COUP DE SEMONCE


Enrique Paton, comme tout bon professionnel, sait parfaitement manier la langue de bois. Mais il sait aussi, quand c'est nécessaire, mettre les points sur les "i". En l'occurence, sur le cas du Juli.

Lors de l'annonce des cartels de Castellon dans lesquels les absences de Ponce, Morante, Castella et Juli ont été remarquées, Paton a tenu à expliquer le pourquoi de chaque cas, mais c'est sur celui du Juli qu'il s'est montré le plus explicite.

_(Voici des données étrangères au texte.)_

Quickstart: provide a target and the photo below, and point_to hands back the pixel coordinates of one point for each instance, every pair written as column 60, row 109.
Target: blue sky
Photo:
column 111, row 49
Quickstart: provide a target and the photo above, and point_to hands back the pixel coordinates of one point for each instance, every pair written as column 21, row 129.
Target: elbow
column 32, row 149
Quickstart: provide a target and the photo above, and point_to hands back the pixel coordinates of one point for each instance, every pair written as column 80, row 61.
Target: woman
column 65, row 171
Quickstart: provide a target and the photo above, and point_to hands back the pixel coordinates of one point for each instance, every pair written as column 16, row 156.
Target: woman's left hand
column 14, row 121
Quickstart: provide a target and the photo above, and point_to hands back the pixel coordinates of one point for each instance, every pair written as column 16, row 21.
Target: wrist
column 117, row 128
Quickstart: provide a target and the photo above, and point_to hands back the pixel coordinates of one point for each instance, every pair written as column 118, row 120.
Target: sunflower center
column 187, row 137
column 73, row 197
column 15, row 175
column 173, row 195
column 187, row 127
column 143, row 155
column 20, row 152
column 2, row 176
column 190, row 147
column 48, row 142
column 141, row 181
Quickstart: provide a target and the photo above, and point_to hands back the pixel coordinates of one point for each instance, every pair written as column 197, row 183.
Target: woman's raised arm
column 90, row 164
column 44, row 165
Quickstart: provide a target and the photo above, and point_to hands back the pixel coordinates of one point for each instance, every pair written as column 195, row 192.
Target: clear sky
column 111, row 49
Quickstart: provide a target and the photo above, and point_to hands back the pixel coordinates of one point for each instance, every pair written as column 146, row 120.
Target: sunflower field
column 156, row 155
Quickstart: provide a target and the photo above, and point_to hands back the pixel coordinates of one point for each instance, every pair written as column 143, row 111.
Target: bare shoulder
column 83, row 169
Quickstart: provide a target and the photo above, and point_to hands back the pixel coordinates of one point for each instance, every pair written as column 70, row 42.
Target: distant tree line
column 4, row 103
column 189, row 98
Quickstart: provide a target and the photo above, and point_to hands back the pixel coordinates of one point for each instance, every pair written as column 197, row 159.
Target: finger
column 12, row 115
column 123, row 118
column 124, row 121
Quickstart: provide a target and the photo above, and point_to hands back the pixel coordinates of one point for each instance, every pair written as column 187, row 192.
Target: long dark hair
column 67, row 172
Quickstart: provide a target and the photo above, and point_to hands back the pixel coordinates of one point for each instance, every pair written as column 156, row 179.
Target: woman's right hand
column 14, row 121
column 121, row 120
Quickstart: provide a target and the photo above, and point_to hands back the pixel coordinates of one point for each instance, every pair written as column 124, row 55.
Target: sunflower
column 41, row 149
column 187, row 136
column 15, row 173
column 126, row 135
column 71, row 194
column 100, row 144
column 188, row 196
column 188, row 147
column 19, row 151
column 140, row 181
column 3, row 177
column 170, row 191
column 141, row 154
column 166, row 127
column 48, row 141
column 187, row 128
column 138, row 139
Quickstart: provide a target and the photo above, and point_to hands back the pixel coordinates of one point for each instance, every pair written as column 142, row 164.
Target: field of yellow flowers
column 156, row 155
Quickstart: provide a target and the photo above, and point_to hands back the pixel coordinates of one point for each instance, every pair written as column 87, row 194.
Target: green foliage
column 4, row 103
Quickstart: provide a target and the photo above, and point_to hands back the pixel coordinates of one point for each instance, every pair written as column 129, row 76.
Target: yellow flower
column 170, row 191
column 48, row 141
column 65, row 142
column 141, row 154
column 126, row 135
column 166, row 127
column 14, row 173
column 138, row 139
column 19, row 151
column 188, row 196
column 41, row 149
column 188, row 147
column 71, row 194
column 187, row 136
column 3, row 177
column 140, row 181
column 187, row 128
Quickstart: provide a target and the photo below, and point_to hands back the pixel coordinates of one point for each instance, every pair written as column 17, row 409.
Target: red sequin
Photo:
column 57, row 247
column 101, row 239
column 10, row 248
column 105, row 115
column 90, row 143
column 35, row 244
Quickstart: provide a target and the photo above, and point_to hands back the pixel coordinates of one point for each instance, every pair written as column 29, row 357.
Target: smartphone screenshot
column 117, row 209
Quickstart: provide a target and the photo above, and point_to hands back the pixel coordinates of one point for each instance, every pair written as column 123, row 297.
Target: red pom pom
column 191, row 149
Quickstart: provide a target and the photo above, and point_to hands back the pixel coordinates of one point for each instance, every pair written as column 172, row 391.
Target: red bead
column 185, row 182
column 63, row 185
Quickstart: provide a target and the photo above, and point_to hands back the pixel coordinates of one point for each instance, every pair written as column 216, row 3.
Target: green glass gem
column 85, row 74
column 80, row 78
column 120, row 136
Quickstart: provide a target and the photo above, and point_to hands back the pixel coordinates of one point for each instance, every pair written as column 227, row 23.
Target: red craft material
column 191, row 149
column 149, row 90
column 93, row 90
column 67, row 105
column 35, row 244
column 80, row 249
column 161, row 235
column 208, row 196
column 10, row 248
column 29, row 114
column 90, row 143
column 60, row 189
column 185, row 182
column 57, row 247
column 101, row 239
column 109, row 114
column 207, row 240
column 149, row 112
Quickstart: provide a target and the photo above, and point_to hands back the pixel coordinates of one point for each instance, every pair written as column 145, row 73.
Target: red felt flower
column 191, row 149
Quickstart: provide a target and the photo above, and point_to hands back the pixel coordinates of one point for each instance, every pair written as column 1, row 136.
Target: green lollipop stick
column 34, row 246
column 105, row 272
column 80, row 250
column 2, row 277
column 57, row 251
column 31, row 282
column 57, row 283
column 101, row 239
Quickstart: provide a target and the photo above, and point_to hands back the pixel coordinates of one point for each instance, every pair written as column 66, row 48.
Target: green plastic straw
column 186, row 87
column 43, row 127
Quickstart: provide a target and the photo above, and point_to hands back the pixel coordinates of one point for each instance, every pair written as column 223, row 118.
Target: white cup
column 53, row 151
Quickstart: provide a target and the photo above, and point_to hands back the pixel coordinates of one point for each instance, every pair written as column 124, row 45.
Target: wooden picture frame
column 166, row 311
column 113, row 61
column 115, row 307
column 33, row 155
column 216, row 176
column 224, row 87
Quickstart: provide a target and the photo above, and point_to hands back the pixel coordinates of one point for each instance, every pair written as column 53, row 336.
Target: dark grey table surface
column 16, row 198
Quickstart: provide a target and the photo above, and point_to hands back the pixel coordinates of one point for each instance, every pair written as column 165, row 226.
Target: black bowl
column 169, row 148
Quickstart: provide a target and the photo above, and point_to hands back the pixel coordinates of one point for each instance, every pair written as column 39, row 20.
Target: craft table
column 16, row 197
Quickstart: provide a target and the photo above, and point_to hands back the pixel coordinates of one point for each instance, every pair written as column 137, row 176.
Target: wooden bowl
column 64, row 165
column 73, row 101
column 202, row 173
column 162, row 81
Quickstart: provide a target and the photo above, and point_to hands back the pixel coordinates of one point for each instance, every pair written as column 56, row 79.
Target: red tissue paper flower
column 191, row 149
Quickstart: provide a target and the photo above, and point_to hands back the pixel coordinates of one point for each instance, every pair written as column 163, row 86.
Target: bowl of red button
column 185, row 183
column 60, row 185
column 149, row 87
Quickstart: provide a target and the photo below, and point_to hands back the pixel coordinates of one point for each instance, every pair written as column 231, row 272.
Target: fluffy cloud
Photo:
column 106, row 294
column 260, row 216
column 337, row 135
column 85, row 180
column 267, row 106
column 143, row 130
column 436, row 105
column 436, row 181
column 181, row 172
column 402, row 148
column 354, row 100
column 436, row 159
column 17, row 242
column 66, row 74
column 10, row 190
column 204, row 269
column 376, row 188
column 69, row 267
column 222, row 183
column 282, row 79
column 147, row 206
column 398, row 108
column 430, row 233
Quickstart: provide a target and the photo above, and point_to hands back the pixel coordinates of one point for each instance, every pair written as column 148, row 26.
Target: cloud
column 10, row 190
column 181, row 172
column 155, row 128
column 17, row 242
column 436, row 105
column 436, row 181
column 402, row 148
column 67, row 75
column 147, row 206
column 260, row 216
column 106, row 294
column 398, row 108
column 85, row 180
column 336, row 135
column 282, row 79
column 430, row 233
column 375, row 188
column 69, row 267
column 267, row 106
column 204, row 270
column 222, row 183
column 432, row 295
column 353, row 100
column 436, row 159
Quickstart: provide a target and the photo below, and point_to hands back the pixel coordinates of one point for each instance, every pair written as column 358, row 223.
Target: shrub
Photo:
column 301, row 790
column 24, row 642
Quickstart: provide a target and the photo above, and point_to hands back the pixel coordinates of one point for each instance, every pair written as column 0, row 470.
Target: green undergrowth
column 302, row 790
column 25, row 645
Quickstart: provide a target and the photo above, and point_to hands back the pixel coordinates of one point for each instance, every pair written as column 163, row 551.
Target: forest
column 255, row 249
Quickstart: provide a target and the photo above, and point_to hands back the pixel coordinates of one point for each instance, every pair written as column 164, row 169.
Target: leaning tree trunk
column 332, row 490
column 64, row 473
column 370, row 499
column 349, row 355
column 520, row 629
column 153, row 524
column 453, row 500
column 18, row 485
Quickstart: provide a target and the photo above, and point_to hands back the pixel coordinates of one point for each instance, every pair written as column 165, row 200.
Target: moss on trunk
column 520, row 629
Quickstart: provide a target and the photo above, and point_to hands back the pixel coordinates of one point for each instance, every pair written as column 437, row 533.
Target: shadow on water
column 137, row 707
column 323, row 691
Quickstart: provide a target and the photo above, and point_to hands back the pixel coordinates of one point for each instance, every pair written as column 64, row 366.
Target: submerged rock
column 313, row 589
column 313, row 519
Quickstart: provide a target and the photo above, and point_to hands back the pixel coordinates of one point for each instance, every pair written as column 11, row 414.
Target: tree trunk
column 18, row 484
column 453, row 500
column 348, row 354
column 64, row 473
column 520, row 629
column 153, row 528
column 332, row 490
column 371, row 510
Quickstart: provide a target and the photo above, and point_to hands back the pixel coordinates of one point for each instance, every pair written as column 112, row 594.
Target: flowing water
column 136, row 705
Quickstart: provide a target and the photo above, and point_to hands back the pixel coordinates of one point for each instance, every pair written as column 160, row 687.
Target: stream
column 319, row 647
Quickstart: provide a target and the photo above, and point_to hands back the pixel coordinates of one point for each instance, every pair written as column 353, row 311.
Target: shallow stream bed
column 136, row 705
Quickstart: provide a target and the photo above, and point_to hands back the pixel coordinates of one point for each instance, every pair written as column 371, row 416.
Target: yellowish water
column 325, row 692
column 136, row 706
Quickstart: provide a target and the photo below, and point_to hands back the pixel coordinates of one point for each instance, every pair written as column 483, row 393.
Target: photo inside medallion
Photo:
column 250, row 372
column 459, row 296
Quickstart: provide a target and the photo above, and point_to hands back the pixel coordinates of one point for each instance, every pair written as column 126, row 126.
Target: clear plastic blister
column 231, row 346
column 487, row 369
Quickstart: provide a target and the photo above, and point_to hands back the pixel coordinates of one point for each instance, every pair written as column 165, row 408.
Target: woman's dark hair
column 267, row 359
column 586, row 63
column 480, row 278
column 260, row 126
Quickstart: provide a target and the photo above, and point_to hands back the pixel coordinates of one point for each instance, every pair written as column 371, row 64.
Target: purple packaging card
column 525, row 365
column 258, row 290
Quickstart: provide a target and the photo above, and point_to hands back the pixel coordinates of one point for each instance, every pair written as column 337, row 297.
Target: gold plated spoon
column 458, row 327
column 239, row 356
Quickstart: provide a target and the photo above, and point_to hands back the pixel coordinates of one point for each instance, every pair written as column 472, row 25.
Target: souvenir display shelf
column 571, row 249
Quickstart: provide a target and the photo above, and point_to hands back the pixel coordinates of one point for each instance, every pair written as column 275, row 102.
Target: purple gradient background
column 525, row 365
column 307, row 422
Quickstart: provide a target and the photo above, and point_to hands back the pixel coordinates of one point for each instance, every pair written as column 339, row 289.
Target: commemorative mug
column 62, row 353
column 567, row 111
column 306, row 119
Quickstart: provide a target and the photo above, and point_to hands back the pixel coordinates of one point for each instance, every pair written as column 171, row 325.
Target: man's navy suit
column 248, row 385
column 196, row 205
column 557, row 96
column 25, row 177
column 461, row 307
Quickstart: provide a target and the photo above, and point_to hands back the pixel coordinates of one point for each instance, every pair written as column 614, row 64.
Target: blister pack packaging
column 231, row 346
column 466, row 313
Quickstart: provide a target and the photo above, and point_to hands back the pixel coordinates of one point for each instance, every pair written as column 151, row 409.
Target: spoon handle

En substance, selon Paton, le Juli ne justifie pas à la taquilla les honoraires qu'il souhaite percevoir dans la mesure où les deux dernières années il est resté de nombreuses places à vendre les jours où il était au cartel à Castellon.

Expert en politique taurine, Paton n'a pas envoyé ce coup de semonce par hasard. Lorsque l'on sait que le Juli est le maître étalon sur lequel tous les autres toreros veulent se positionner (en terme commercial s'entend), l'avertissement de Paton a valeur de symbole pour l'ensemble de la profession : il faut, dit Paton si on le lit bien, remettre les pieds dans l'économie réelle et revoir l'échelle des honoraires en fonction des entrées, même si cela passe par l'exclusion douloureuse de toreros dont le rapport prix-rentabilité s'avère déficitaire.

Je n'ai rien dit d'autre depuis quelques semaines, mais l'argument étant désormais développé par un empresario chevronné, cela lui donne beaucoup plus de crédibilité et remet à leur niveau les commentaires bien mal venus de certains qui n'avaient voulu voir dans mes propos que des attaques personnelles vis-à-vis de tel ou tel torero qu'ils s'étaient empressés de défendre sans vérifier si les faits étaient avérés, ce qui était pourtant facile - et l'est toujours - puisqu'il aurait suffi de se faire confirmer par les arènes concernées les renseignements que j'avais obtenu d'elles.

Le problème est donc désormais sur la table - il concerne pour l'instant trois ou quatre toreros sur le marché français - et les journalistes peuvent donc faire leur métier, puisqu'un empresario leur offre l'info sans qu'ils aient besoin d'enquêter... ni de faire preuve de courage en abordant de vrais problèmes que personne ne souhaiterait évoquer.

Je ne parle pas ici de quelques grands malades incurables qui feraient mieux de consulter plutôt que de se défouler en diabolisant certains acteurs du monde taurin, toujours les mêmes, au profit de quelques autres, souvent les mêmes aussi, mais des vrais journalistes désireux de faire correctement leur métier. Car il ne serait ni très honnête, ni très sérieux, au regard de l'enjeu qui n'est autre que la bonne santé financière de nos arènes, lesquelles sont confrontées à la surenchère inopportune des toreros à un moment où la crise qui se profile exigerait au contraire davantage de réalisme et de solidarité, de surfer sur des polémiques stériles plutôt que de chercher la vérité. Car à un moment où le pouvoir d'achat baisse - celui des aficionados et donc celui des arènes - il n'est pas possible que le coût du spectacle continue d'augmenter.